Benchmarking performance of an automatic polysomnography scoring system in a population with suspected sleep disorders

Front Neurol. 2023 Feb 17:14:1123935. doi: 10.3389/fneur.2023.1123935. eCollection 2023.


Aim: The current gold standard for measuring sleep disorders is polysomnography (PSG), which is manually scored by a sleep technologist. Scoring a PSG is time-consuming and tedious, with substantial inter-rater variability. A deep-learning-based sleep analysis software module can perform autoscoring of PSG. The primary objective of the study is to validate the accuracy and reliability of the autoscoring software. The secondary objective is to measure workflow improvements in terms of time and cost via a time motion study.

Methodology: The performance of an automatic PSG scoring software was benchmarked against the performance of two independent sleep technologists on PSG data collected from patients with suspected sleep disorders. The technologists at the hospital clinic and a third-party scoring company scored the PSG records independently. The scores were then compared between the technologists and the automatic scoring system. An observational study was also performed where the time taken for sleep technologists at the hospital clinic to manually score PSGs was tracked, along with the time taken by the automatic scoring software to assess for potential time savings.

Results: Pearson's correlation between the manually scored apnea-hypopnea index (AHI) and the automatically scored AHI was 0.962, demonstrating a near-perfect agreement. The autoscoring system demonstrated similar results in sleep staging. The agreement between automatic staging and manual scoring was higher in terms of accuracy and Cohen's kappa than the agreement between experts. The autoscoring system took an average of 42.7 s to score each record compared with 4,243 s for manual scoring. Following a manual review of the auto scores, an average time savings of 38.6 min per PSG was observed, amounting to 0.25 full-time equivalent (FTE) savings per year.

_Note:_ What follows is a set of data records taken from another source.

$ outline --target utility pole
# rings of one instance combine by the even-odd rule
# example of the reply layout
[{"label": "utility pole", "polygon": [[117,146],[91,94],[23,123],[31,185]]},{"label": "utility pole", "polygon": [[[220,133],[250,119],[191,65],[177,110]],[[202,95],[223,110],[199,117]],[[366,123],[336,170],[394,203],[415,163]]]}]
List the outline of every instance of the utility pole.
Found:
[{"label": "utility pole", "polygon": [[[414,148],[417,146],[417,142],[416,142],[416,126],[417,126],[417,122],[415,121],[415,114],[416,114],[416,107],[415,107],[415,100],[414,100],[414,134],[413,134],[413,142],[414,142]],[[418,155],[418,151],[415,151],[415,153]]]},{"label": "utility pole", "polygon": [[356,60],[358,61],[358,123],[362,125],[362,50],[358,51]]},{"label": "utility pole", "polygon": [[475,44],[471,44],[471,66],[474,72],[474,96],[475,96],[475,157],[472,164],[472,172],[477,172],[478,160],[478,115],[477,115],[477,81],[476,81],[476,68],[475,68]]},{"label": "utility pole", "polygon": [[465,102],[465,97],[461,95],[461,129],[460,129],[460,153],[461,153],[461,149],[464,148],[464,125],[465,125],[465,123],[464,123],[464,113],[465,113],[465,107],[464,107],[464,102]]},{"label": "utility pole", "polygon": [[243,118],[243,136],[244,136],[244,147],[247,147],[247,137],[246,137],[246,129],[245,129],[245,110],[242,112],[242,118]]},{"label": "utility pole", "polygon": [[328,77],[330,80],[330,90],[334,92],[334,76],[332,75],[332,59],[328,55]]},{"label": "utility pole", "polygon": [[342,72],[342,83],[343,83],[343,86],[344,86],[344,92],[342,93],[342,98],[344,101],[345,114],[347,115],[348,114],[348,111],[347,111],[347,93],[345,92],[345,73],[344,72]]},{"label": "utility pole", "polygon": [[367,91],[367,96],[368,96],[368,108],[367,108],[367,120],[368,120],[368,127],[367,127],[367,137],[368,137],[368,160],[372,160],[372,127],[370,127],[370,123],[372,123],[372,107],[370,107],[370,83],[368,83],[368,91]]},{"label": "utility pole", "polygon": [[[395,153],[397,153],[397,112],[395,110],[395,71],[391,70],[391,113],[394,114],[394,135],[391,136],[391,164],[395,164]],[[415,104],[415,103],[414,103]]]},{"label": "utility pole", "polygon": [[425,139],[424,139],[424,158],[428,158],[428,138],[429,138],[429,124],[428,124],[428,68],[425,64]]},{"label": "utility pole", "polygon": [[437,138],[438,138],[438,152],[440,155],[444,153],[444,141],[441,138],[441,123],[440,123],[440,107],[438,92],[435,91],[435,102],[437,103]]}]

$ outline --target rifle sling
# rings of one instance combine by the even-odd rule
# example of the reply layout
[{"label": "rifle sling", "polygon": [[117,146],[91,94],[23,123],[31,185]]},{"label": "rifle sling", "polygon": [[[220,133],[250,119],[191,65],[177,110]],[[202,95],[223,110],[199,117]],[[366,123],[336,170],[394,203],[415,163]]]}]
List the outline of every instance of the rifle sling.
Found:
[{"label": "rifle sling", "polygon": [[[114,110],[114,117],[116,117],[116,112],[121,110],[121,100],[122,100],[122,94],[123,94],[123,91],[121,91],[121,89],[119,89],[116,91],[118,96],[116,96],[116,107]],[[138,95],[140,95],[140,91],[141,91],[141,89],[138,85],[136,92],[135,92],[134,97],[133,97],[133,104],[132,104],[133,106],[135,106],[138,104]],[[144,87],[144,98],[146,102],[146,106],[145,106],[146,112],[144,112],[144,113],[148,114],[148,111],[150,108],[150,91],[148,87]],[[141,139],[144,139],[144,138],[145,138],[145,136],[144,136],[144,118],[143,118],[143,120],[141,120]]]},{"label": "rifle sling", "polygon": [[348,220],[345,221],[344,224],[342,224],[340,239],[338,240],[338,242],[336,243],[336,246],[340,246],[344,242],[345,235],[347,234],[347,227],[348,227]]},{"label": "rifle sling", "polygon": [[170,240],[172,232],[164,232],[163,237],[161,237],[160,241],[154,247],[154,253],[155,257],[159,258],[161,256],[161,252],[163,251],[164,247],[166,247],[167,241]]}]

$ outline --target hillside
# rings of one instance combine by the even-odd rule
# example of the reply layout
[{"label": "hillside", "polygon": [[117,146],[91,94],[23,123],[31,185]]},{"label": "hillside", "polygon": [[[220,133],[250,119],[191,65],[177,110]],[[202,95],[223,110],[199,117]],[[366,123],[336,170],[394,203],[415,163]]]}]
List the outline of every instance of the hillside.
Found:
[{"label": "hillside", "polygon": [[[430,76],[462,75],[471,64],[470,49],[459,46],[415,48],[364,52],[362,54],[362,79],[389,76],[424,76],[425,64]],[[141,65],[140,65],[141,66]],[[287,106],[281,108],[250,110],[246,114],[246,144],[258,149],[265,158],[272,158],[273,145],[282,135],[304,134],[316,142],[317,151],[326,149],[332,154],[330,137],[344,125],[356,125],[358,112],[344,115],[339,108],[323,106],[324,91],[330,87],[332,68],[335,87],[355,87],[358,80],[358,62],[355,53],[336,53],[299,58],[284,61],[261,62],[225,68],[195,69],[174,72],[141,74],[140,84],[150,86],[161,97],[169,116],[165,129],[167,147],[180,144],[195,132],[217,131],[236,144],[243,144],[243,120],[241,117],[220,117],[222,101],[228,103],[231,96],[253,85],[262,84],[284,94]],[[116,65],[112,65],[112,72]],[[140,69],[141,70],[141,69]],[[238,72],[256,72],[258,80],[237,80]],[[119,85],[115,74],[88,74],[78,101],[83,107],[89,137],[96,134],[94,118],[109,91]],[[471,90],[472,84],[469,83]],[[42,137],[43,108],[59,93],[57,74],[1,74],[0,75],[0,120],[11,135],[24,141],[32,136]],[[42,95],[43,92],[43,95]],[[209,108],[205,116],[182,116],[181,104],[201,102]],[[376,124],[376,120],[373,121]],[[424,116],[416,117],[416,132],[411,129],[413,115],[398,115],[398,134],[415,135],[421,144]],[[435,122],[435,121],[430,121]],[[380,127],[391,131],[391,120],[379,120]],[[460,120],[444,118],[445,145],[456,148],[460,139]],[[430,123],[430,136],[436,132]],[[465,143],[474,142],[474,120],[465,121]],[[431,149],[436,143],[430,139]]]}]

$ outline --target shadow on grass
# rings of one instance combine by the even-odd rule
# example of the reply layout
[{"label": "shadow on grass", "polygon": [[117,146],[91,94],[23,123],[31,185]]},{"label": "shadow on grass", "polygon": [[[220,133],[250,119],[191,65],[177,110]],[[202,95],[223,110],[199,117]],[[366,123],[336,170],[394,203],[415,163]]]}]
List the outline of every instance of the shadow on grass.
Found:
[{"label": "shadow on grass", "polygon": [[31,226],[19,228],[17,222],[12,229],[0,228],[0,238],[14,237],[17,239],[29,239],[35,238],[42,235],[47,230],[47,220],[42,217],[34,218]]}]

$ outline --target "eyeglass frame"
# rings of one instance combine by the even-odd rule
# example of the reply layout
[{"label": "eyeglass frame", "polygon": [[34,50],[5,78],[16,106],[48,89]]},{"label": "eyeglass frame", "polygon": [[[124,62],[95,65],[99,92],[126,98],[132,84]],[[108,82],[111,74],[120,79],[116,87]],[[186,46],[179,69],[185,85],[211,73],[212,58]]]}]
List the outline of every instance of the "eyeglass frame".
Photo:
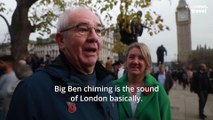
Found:
[{"label": "eyeglass frame", "polygon": [[[95,33],[96,33],[96,35],[97,35],[98,37],[101,37],[101,36],[102,36],[102,35],[101,35],[102,32],[103,32],[103,27],[102,27],[102,25],[99,25],[99,26],[98,26],[98,27],[101,27],[101,29],[97,29],[97,28],[95,28],[95,27],[93,27],[93,26],[91,26],[91,25],[89,25],[89,24],[87,24],[87,23],[78,23],[78,24],[76,24],[76,25],[67,27],[67,28],[61,30],[60,33],[67,32],[67,31],[72,30],[72,29],[76,29],[76,30],[79,30],[79,31],[80,31],[80,29],[79,29],[80,26],[85,26],[85,27],[87,27],[88,31],[87,31],[87,34],[85,34],[85,35],[87,35],[87,36],[88,36],[89,33],[92,31],[92,29],[95,30]],[[100,30],[100,33],[97,33],[98,30]],[[85,33],[86,33],[86,32],[85,32]],[[79,33],[79,34],[80,34],[80,33]],[[83,34],[82,34],[82,35],[83,35]]]}]

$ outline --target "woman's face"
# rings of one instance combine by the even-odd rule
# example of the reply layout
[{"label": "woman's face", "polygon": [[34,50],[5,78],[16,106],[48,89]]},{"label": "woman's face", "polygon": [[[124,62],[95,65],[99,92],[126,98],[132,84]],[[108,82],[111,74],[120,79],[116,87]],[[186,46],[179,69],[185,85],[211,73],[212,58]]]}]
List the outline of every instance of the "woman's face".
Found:
[{"label": "woman's face", "polygon": [[128,74],[142,75],[145,74],[146,63],[139,48],[132,48],[129,51],[126,61]]}]

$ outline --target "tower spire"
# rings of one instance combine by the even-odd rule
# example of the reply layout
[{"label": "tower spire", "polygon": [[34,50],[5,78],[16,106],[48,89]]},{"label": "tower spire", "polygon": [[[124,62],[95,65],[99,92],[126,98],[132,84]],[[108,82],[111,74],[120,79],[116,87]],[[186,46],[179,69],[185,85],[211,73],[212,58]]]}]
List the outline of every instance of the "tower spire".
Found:
[{"label": "tower spire", "polygon": [[183,7],[188,7],[188,4],[186,3],[185,0],[179,0],[177,8],[183,8]]}]

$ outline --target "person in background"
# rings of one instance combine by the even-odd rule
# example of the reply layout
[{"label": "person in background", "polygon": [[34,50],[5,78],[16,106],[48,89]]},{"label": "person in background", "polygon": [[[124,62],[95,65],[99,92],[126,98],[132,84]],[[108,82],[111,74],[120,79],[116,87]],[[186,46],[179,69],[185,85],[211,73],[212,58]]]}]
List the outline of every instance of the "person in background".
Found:
[{"label": "person in background", "polygon": [[192,90],[199,97],[199,117],[205,119],[204,108],[208,98],[209,77],[206,64],[200,64],[197,72],[193,73]]},{"label": "person in background", "polygon": [[[171,120],[169,98],[163,86],[150,75],[151,55],[144,43],[133,43],[126,54],[126,74],[114,83],[120,88],[118,96],[141,97],[140,101],[120,101],[120,120]],[[133,91],[123,90],[129,87]],[[159,88],[156,91],[140,91],[138,88]]]},{"label": "person in background", "polygon": [[45,61],[44,61],[44,64],[45,64],[45,66],[47,66],[47,65],[49,65],[49,64],[51,64],[51,57],[50,57],[50,55],[49,54],[46,54],[45,55]]},{"label": "person in background", "polygon": [[[7,120],[117,120],[116,102],[80,100],[115,96],[113,76],[98,62],[102,30],[99,17],[89,8],[66,10],[55,37],[60,55],[21,81]],[[87,87],[112,88],[112,92],[84,91]]]},{"label": "person in background", "polygon": [[26,61],[19,60],[16,65],[15,73],[19,80],[24,80],[33,74],[32,68],[26,63]]},{"label": "person in background", "polygon": [[156,73],[155,78],[164,87],[166,93],[169,94],[169,91],[173,86],[173,80],[171,74],[166,71],[164,65],[159,66],[159,71]]},{"label": "person in background", "polygon": [[0,69],[4,72],[0,77],[0,120],[6,119],[13,91],[19,83],[13,63],[14,59],[10,55],[0,57]]}]

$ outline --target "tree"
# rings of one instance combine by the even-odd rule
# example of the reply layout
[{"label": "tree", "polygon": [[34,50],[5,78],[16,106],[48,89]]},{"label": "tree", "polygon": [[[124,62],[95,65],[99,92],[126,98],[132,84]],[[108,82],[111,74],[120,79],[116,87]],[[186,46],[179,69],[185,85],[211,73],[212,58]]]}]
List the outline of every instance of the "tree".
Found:
[{"label": "tree", "polygon": [[[104,21],[110,24],[113,16],[109,13],[120,7],[124,15],[132,16],[136,9],[151,5],[151,0],[16,0],[17,6],[12,14],[11,24],[7,21],[2,13],[6,12],[4,3],[0,3],[0,17],[4,19],[8,26],[11,38],[11,53],[15,59],[28,54],[27,44],[31,33],[38,31],[41,36],[50,34],[53,23],[57,16],[69,6],[86,5],[94,11],[105,15]],[[132,6],[132,7],[131,7]],[[151,14],[152,13],[152,14]],[[128,19],[131,21],[131,19]],[[145,13],[143,24],[149,26],[150,35],[157,34],[164,30],[162,18],[156,12],[148,10]],[[168,29],[168,27],[165,27]]]}]

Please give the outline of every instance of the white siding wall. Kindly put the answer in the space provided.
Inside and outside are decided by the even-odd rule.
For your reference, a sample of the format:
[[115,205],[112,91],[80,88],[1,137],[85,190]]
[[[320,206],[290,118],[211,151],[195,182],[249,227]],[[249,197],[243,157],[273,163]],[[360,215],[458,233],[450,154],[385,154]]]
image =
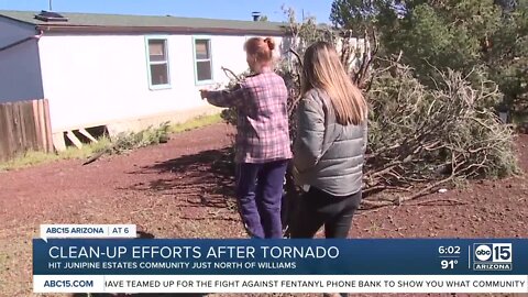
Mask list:
[[[35,35],[31,25],[0,18],[0,48]],[[37,40],[0,52],[0,102],[42,99]]]
[[[213,79],[221,66],[246,69],[245,36],[211,36]],[[170,89],[151,90],[144,35],[45,35],[40,42],[44,95],[55,132],[207,105],[195,84],[193,35],[168,36]],[[277,38],[277,43],[279,38]]]

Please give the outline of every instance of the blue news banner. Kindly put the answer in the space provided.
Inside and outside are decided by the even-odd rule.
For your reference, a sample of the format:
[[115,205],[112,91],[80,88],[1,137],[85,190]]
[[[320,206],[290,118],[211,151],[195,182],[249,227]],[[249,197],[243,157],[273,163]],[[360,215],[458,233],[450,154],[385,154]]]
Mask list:
[[528,293],[528,240],[35,239],[33,275],[42,293]]

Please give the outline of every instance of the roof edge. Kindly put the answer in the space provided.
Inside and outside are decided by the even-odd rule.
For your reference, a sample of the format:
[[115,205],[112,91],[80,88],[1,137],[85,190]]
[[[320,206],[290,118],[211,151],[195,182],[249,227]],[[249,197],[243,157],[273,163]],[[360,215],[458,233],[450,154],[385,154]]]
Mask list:
[[58,25],[58,24],[37,24],[36,30],[44,32],[68,32],[68,33],[172,33],[172,34],[255,34],[287,36],[286,28],[283,30],[268,29],[226,29],[226,28],[189,28],[189,26],[92,26],[92,25]]

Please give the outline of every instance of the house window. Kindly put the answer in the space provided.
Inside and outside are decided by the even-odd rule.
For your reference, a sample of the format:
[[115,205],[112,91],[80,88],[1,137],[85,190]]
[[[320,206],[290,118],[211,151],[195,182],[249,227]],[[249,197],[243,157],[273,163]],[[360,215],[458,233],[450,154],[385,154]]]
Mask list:
[[197,84],[212,80],[211,40],[195,38],[195,69]]
[[151,89],[170,87],[168,72],[167,40],[147,38],[148,84]]

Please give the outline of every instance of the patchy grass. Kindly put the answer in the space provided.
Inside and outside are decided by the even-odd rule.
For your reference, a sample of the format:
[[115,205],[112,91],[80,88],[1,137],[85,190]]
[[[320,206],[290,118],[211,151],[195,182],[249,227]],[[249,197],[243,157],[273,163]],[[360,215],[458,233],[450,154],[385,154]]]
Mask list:
[[44,153],[29,151],[8,162],[0,163],[0,172],[31,167],[37,164],[55,162],[58,160],[80,160],[87,158],[103,150],[112,146],[122,148],[121,151],[134,150],[142,146],[166,142],[168,133],[180,133],[197,128],[221,122],[220,114],[200,116],[184,123],[169,124],[164,123],[160,128],[150,128],[138,133],[123,133],[118,135],[114,142],[108,138],[98,139],[97,143],[84,144],[82,148],[69,146],[64,152]]

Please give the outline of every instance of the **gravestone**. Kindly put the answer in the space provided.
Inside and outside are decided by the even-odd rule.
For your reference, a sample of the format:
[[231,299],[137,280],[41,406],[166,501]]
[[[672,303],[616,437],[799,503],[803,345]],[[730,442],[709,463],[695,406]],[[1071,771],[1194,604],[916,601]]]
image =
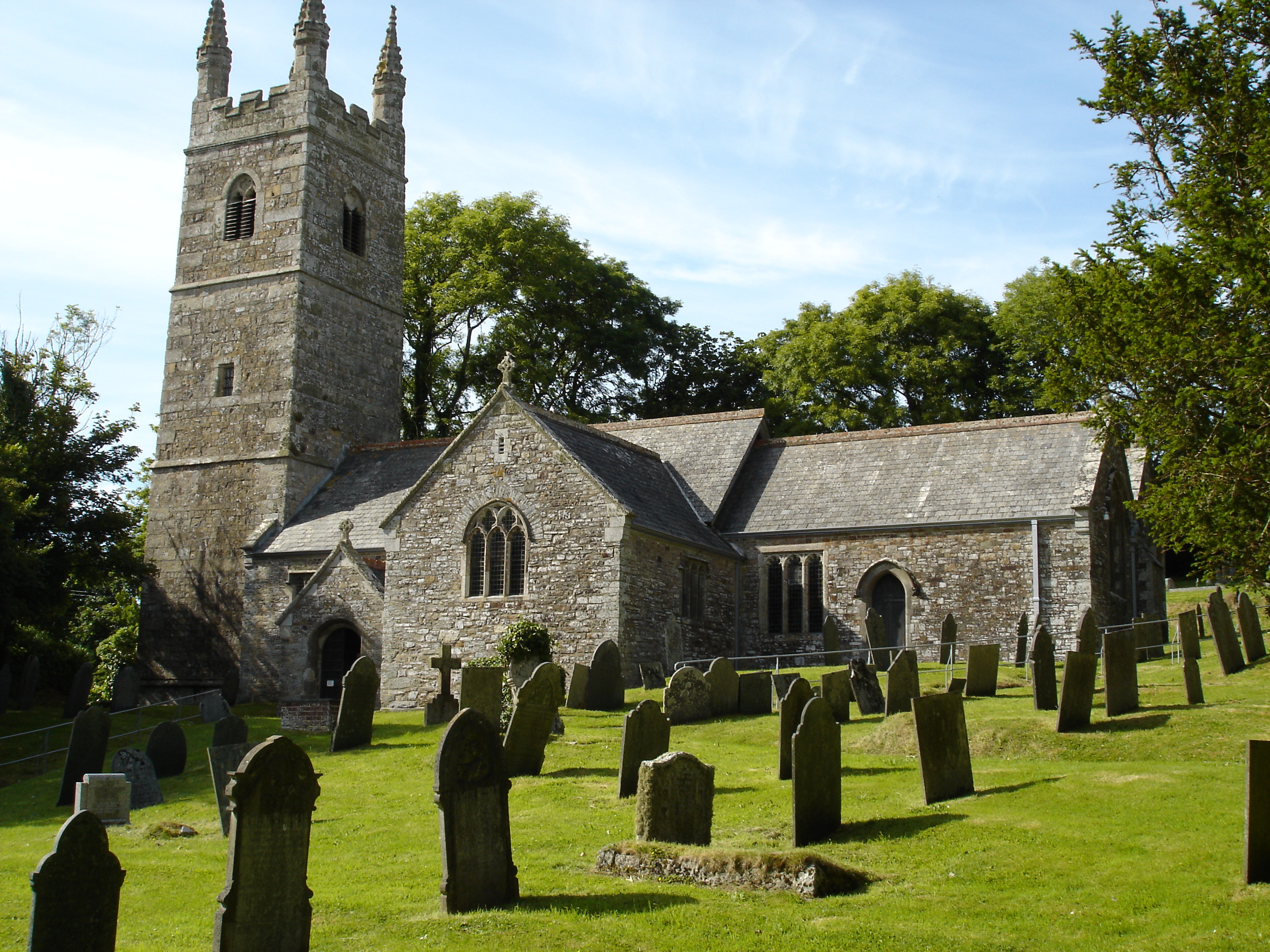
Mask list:
[[122,773],[85,773],[75,784],[75,812],[88,810],[107,826],[131,823],[132,788]]
[[626,706],[622,682],[622,652],[615,641],[601,641],[591,656],[587,675],[587,708],[589,711],[621,711]]
[[1044,625],[1033,635],[1033,710],[1058,710],[1058,673],[1054,670],[1054,640]]
[[777,708],[781,716],[777,741],[780,760],[776,772],[779,779],[787,781],[794,776],[794,755],[790,753],[790,739],[794,736],[794,731],[798,730],[803,708],[810,699],[812,685],[806,678],[795,678],[794,683],[790,684],[790,689],[785,692],[785,697],[781,698]]
[[737,713],[772,712],[772,673],[744,671],[737,675]]
[[1137,626],[1102,635],[1102,680],[1106,685],[1107,717],[1138,710],[1137,644]]
[[737,669],[726,658],[716,658],[706,671],[710,685],[710,713],[715,717],[737,713]]
[[110,773],[122,773],[132,784],[132,796],[128,802],[133,810],[145,810],[147,806],[159,806],[163,802],[163,791],[159,790],[155,765],[136,748],[116,750],[114,757],[110,758]]
[[146,757],[155,765],[155,776],[178,777],[185,772],[185,731],[177,721],[160,721],[150,731],[146,741]]
[[709,847],[712,823],[714,767],[682,750],[639,765],[635,839]]
[[[362,655],[344,675],[335,730],[330,734],[330,753],[364,748],[371,743],[375,732],[375,703],[378,699],[380,673],[375,670],[375,661]],[[456,701],[455,704],[457,703]]]
[[917,679],[917,652],[904,649],[895,652],[895,660],[886,671],[886,716],[913,710],[913,698],[921,696],[922,684]]
[[1252,604],[1246,592],[1240,593],[1234,614],[1240,619],[1240,637],[1243,638],[1243,654],[1248,656],[1248,664],[1265,658],[1266,642],[1261,633],[1261,618],[1257,617],[1257,607]]
[[1001,645],[970,645],[965,658],[965,696],[996,697]]
[[1222,673],[1229,677],[1242,671],[1246,666],[1243,651],[1234,635],[1231,609],[1222,599],[1220,590],[1208,597],[1208,627],[1213,633],[1213,647],[1217,649],[1217,658],[1222,663]]
[[1058,734],[1090,726],[1093,711],[1093,684],[1099,675],[1099,656],[1068,651],[1063,664],[1063,684],[1058,692]]
[[655,701],[640,701],[622,720],[622,759],[617,796],[632,797],[639,788],[639,765],[671,749],[671,720]]
[[102,773],[105,745],[109,740],[110,715],[100,707],[90,707],[75,716],[66,750],[66,764],[62,767],[62,787],[57,795],[57,806],[70,806],[75,802],[75,784],[84,779],[85,773]]
[[803,707],[791,751],[794,845],[805,847],[842,825],[842,729],[824,698]]
[[476,708],[464,708],[441,735],[433,773],[441,817],[441,911],[453,915],[519,899],[507,810],[511,787],[498,727]]
[[458,682],[458,707],[471,707],[481,712],[481,716],[494,725],[494,730],[503,722],[503,678],[507,675],[505,668],[464,668],[464,677]]
[[970,740],[960,694],[913,698],[917,759],[927,803],[974,793]]
[[886,712],[886,699],[878,683],[878,674],[859,658],[851,659],[851,693],[856,697],[856,707],[862,717]]
[[216,897],[215,952],[307,952],[309,831],[321,788],[288,737],[251,748],[230,774],[230,847]]
[[71,816],[30,875],[28,952],[114,952],[123,876],[102,821]]
[[563,701],[560,669],[544,661],[516,693],[503,737],[503,764],[508,777],[537,777],[542,772],[551,725]]
[[141,703],[141,673],[130,664],[114,673],[110,682],[110,710],[131,711]]
[[62,707],[62,717],[70,720],[85,707],[88,707],[88,694],[93,689],[93,669],[91,661],[85,661],[75,671],[75,677],[71,679],[71,689],[66,692],[66,704]]

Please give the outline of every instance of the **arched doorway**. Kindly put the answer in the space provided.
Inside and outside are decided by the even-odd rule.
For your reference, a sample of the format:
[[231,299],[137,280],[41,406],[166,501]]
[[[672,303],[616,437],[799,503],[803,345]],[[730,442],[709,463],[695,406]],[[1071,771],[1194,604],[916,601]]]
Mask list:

Conclusion: The findings indicate a potential for a reduction in the burden of manual scoring of PSGs by sleep technologists and may be of operational significance for sleep laboratories in the healthcare setting.

Keywords: AI sleep scoring; automatic sleep scoring; machine learning; sleep staging; sleep-disordered breathing.

Grants and funding

This study was supported by the Enterprise Development Grant (EDG) from Enterprise Singapore (grant application number 19123NLS).